Across the country, the biggest fall in revenue on record–mostly the result of widespread unemployment caused by the recession–has maligned one state budget after another.
Springing into action, the MHS gymnastics team organized a pancake breakfast and raffle as well as a giant yard sale in mid-June in order to help defray lost funding.
"We need to keep the team going because otherwise we wouldn't have a way to learn," said Shannon Toomey, 17. "You'd have to pay to go to a private gym to do gymnastics.
"We are really motivated to keep this team going and we're sure we'll raise the money," she said.
Head coach Jamie Graham, who's also an elementary school teacher in Nutley, said that as soon as the community found out that the Mounties would lose funding it leapt to the rescue.
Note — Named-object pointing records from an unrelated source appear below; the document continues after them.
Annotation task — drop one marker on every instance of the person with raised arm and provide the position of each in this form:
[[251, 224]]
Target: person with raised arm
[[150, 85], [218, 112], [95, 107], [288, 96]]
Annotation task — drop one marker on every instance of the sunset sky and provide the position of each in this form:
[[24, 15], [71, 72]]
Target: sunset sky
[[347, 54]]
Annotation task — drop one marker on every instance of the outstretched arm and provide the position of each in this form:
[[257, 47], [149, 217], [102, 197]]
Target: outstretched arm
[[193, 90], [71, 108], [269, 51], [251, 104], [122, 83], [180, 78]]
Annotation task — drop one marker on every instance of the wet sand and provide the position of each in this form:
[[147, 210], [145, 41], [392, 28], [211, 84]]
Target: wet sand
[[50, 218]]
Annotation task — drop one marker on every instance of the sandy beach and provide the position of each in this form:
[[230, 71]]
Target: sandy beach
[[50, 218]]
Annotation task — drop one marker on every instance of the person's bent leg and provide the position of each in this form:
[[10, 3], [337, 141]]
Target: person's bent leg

"The principal basically said 'you aren't going anywhere' and just has been very supportive," she said.
Graham said her team plans to begin practice in the MHS gym in mid-August to prepare for their next season–just like always.
"This team is a very young but growing team," she said. "It's an open team and there are no tryouts."
Other fundraising efforts will include a cartwheel-a-thon that will have people pledging a certain amount per cartwheel performed in a five-minute period.
Thorsteinsdottir said she's headed to the University of Iowa in the fall but is so dedicated to the gymnastics team that she plans to help with fundraising efforts over the summer.
"Every coach talks about their team having chemistry but we really are like a big family," she said.
"I woke up at 7 a.m. to help with this [pancake] breakfast," she said. "That's how much I want the team to continue."